Five Part Series: 15th anniversary of 9/11, 2016
Building the Afghan Narrative with Black Propaganda; the People, the Process & the Product
By Paul Fitzgerald and Elizabeth Gould
By definition, America's use of Psychological Warfare is described as the "The planned use of propaganda and other psychological actions having the primary purpose of influencing the opinions, emotions, attitudes, and behavior of hostile foreign groups in such a way as to support the achievement of national objectives." Of course this very definition is itself propaganda, a black lie which omits the fact that America's domestic population is just as often the target of psychological warfare as any "hostile foreign groups."
The state's use of psychological warfare to bend the population to war is as old, if not older than the existence of states themselves. But it was perhaps Nazi Reichsmarschall Hermann Goering whose statement while on trial at Nuremberg best summed up the cynical simplicity of the logic.

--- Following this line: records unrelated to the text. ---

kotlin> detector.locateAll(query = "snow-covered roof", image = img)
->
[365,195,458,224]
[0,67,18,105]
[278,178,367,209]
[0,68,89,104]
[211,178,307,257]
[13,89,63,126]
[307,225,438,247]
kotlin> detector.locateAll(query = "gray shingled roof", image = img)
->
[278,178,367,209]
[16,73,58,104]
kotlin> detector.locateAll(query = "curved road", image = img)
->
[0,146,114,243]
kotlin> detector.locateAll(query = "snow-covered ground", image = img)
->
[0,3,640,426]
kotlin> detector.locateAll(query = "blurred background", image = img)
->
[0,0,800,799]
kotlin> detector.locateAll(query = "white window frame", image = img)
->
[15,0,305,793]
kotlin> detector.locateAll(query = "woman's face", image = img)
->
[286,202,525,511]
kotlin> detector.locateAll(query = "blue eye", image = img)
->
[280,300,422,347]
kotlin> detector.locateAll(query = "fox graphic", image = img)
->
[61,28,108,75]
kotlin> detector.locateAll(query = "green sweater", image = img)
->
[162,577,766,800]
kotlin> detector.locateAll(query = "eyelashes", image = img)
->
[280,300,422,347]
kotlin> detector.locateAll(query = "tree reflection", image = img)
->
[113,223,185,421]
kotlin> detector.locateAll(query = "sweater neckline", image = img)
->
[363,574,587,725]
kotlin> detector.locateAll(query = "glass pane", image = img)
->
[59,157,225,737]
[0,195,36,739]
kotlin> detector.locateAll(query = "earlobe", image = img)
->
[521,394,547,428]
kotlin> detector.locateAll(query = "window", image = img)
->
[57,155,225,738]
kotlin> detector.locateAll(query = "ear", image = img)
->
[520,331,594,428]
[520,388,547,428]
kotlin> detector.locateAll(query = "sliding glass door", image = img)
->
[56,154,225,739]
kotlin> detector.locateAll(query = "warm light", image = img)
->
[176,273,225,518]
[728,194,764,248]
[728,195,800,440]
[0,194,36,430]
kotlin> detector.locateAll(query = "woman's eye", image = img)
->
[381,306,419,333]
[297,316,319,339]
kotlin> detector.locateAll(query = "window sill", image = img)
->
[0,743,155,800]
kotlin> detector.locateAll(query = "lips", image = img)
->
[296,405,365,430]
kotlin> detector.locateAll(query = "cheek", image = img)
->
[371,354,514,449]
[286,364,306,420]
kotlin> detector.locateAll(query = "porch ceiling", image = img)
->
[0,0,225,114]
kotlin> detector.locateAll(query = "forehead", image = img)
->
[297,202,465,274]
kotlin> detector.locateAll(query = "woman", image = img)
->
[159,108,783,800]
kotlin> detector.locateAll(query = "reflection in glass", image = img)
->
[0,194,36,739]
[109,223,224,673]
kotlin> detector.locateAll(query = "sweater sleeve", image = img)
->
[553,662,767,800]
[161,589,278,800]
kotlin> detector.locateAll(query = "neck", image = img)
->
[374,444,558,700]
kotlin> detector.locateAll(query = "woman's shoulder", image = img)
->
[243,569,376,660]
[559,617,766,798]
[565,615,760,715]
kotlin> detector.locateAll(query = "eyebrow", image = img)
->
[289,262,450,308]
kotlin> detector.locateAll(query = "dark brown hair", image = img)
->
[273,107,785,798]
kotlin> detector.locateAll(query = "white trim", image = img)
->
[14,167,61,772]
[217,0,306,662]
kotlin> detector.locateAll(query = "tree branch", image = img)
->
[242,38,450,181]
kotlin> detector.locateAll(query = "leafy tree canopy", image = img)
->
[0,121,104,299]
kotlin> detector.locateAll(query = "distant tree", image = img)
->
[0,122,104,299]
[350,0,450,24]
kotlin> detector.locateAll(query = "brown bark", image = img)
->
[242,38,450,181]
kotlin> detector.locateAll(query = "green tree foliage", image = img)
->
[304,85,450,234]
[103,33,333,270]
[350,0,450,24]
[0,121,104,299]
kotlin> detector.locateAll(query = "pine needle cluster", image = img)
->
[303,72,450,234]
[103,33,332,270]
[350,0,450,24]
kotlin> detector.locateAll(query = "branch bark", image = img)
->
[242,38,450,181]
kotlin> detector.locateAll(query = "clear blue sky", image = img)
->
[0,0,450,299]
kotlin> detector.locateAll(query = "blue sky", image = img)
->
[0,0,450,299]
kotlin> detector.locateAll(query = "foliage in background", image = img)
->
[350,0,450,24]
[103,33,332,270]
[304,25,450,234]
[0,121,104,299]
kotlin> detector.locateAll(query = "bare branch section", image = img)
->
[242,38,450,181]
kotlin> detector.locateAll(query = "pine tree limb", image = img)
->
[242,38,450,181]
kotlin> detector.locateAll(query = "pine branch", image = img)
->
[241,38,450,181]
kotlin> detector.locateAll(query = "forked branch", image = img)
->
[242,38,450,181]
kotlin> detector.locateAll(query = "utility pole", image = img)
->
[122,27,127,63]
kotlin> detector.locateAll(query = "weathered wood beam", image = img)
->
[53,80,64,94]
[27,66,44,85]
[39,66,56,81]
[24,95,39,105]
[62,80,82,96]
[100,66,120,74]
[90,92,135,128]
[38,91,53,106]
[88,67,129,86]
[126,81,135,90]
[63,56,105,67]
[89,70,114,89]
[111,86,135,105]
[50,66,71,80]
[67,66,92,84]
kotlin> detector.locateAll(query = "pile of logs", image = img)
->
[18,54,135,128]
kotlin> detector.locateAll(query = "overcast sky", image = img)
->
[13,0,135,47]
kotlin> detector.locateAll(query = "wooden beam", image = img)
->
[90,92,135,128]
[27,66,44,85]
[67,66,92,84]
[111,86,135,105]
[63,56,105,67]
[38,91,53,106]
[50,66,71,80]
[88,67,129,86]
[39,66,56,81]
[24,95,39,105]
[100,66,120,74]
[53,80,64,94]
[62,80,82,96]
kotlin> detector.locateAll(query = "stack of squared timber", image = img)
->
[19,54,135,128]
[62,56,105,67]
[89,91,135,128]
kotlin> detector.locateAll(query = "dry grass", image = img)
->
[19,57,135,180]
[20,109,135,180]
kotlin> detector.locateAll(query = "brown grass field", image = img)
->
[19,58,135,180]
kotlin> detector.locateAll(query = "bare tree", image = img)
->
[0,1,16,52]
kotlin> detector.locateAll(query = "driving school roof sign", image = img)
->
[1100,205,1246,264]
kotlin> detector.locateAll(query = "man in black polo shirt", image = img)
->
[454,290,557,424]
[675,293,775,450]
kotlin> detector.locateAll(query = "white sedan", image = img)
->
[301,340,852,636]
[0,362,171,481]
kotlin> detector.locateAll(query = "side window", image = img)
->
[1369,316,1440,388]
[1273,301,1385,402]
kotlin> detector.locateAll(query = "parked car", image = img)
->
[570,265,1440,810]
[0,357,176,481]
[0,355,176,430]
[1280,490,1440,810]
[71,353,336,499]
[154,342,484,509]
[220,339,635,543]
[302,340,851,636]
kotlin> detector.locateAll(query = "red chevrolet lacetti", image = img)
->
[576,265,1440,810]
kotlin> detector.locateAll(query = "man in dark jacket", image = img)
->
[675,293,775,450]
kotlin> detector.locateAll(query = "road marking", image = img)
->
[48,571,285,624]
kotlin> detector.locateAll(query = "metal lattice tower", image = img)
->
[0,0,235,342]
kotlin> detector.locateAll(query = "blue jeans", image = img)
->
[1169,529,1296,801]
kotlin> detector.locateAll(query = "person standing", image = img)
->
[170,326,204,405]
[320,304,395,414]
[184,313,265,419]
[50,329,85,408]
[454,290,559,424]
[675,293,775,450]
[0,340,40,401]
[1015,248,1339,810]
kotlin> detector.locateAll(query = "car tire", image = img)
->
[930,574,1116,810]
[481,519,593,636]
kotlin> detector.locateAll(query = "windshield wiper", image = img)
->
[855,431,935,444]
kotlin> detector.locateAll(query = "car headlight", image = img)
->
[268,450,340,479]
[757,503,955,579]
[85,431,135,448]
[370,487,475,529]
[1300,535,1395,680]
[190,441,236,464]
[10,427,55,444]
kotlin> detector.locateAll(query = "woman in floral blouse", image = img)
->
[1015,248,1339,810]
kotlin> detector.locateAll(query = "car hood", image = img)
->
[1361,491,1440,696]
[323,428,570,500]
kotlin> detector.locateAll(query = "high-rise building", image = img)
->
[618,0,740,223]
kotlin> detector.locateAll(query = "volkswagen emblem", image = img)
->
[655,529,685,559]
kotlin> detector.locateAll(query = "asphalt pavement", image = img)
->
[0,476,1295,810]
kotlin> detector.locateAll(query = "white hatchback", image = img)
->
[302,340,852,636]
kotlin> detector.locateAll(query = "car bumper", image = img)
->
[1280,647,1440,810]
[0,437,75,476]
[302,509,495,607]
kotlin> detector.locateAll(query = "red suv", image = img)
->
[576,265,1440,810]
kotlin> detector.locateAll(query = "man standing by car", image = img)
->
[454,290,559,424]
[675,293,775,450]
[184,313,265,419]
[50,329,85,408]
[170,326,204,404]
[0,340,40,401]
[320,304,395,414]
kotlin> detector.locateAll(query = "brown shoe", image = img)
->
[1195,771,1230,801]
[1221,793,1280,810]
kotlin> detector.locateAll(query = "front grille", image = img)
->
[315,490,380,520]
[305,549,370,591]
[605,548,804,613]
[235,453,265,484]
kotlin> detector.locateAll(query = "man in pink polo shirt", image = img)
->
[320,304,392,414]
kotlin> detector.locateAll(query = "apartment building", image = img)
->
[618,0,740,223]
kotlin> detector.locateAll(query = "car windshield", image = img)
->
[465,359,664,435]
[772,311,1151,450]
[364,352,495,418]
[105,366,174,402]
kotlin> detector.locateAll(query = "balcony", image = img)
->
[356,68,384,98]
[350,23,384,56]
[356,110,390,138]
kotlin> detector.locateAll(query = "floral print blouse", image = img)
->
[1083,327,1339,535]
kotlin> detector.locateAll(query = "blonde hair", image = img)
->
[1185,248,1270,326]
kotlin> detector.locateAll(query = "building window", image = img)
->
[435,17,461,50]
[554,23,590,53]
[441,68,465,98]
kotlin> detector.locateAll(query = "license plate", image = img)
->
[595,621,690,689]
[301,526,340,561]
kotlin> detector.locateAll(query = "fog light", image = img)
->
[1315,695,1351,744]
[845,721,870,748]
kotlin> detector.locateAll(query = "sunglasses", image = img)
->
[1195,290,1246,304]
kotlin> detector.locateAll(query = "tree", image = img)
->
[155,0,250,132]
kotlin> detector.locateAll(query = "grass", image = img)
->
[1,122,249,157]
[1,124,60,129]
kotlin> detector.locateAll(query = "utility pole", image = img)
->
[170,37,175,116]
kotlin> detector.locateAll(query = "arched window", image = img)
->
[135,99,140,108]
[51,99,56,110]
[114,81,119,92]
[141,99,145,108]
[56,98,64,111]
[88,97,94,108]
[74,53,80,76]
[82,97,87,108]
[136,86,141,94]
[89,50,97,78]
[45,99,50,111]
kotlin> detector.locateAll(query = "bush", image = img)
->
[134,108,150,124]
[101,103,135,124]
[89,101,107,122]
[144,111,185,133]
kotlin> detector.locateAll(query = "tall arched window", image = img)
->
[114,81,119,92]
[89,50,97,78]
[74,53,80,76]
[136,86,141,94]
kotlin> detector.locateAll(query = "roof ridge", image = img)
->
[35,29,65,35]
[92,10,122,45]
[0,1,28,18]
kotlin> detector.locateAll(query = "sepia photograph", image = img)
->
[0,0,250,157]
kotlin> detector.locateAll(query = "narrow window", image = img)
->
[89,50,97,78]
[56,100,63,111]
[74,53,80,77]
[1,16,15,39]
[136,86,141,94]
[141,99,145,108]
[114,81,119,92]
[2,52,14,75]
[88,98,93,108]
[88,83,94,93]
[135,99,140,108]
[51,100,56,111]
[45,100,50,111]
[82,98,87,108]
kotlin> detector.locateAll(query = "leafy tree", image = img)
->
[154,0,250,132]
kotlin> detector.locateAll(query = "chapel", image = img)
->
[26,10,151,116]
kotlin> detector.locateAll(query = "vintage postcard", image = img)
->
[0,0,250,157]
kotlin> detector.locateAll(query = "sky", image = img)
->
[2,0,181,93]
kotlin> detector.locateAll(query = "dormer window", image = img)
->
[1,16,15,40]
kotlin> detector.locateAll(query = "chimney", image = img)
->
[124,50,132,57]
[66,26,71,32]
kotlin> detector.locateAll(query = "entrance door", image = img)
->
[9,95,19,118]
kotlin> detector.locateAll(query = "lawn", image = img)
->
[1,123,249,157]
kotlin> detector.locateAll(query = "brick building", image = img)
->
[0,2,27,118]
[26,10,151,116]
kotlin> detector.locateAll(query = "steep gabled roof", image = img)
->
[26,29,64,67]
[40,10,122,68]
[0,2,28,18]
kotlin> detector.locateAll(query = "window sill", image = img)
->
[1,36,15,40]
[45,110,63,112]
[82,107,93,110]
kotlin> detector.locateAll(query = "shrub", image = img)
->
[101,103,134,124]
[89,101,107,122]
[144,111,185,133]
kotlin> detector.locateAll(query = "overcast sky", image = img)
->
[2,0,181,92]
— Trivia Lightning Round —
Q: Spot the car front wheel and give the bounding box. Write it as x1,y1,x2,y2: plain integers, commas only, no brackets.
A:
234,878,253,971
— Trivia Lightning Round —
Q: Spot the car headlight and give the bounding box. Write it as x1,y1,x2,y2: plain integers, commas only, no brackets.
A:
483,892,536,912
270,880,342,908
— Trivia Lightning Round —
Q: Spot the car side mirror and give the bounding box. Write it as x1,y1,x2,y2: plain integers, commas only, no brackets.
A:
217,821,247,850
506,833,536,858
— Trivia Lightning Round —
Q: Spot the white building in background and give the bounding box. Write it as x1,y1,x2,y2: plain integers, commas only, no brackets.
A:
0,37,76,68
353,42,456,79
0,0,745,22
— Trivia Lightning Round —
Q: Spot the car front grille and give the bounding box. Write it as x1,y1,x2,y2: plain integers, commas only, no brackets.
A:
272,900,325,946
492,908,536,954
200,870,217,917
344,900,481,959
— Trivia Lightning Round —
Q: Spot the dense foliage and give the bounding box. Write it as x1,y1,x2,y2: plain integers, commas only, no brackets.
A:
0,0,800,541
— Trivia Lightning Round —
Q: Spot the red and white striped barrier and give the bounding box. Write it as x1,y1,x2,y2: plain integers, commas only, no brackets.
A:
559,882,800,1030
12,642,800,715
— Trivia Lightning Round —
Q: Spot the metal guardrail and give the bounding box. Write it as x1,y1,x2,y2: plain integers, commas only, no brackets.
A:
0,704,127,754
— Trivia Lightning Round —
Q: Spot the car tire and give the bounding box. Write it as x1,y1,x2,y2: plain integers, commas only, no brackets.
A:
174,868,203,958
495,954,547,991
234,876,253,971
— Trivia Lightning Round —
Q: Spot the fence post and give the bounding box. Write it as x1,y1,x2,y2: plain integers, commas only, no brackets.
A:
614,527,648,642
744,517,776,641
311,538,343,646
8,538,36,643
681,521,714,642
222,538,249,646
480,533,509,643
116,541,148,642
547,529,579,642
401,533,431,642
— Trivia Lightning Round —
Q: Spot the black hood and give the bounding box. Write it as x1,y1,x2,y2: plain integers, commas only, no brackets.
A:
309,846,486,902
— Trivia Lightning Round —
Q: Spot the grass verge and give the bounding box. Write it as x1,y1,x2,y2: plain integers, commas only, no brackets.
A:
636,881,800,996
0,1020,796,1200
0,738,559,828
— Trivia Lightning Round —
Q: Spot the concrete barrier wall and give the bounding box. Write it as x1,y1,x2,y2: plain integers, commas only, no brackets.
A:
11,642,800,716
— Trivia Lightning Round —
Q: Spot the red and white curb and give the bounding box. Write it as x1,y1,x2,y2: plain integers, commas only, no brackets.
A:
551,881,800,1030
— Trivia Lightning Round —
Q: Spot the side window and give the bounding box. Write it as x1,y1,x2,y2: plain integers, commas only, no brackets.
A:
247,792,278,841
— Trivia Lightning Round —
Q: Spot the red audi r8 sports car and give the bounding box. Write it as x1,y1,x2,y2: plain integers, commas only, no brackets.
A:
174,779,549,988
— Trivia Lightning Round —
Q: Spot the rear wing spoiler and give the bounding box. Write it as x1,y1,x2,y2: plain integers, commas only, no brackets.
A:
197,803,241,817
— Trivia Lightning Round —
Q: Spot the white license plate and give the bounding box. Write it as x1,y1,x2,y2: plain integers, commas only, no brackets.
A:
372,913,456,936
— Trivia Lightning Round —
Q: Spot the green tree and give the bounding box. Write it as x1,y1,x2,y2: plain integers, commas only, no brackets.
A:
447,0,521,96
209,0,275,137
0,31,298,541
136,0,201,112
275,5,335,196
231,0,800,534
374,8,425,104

"Of course people don't want war. But after all, it's the leaders of the country who determine the policy and it's always a simple matter to drag the people along whether it's a democracy, a fascist dictatorship, or a parliament, or a communist dictatorship. Voice or no voice, the people can always be brought to the bidding of the leaders, that is easy. All you have to do is tell them they are being attacked, and denounce the pacifists for lack of patriotism and exposing the country to greater danger."
Psychological warfare in the form of propaganda comes in all shapes and sizes as well as shades of black, grey or white. America's coordinated use of psychological warfare began in earnest during World War II and ever since has grown and expanded into public relations, advertising, cinema, radio and television, electronic video games and now social media. Its pro-war boosterism extends over sports, religion, education, news and entertainment to form a seamless electronic cocoon-like web. It is employed on an ever growing list of those deemed as enemies of America as well as on a confused and agitated American public -- whose corporate news networks frame and manage an increasingly false narrative while engaging in a kind of Orwellian Kabuki Theatre of fairness and balance.
Americans were heavily propagandized to support a U.S. entry into World War II and again to accept the morality of deploying the atomic bomb to end it. Even Mickey Mouse was conscripted for America's total war effort along with the minds of America's youth. Following the war Americans were heavily propagandized to accept the Cold War, the need for maintaining a permanent army, navy and air force as well as the buildup of a nuclear weapons arsenal.
Since 9/11 Americans have been bathed in psychological warfare on Islamic terrorism, but so much evidence has emerged linking that terrorism to covert U.S. policy goals, tha the propaganda value has backfired.
The Bush administration can take credit for breaking the system in the run-up to the 2003 invasion of Iraq, by using fraudulent claims as a pretext for the invasion. But for reasons that defy logic, the U.S. government continues to employ these methods despite them having been shown time and again to be fraudulent.
One has only to look to the U.S. role in Afghanistan in the 1970s to understand the background of the current crisis in American thinking; but without reexamining the real purpose behind America's long term involvement, today's disinformation wars will remain imponderable.
The origins of Washington's war in Afghanistan have always been strategic, long term and particularly black, obscured throughout the Cold War by a narrative adapted from Britain's 19thcentury colonial expansion in India.
After a fruitless effort in Vietnam in the 1950s and 1960s, America's psychological warfare campaign shifted its attention to Central Asia in 1973, when Afghanistan's king was overthrown by his brother in law and cousin, Mohammed Daoud. Aided by the Parcham faction of the Marxist/Leninist People's Democratic Party of Afghanistan (PDPA), Daoud's takeover fit neatly into Washington's anti-communist manifesto, despite his overwhelmingly nationalist credentials. The role of the Communist party meant so little to the U.S. media at the time that it remained invisible in both Time and Newsweek's published reports of the coup. But to U.S. ambassador Robert G. Neumann, the presence of the PDPA meant that a "limited Great Game" with the Soviet Union was now back in play.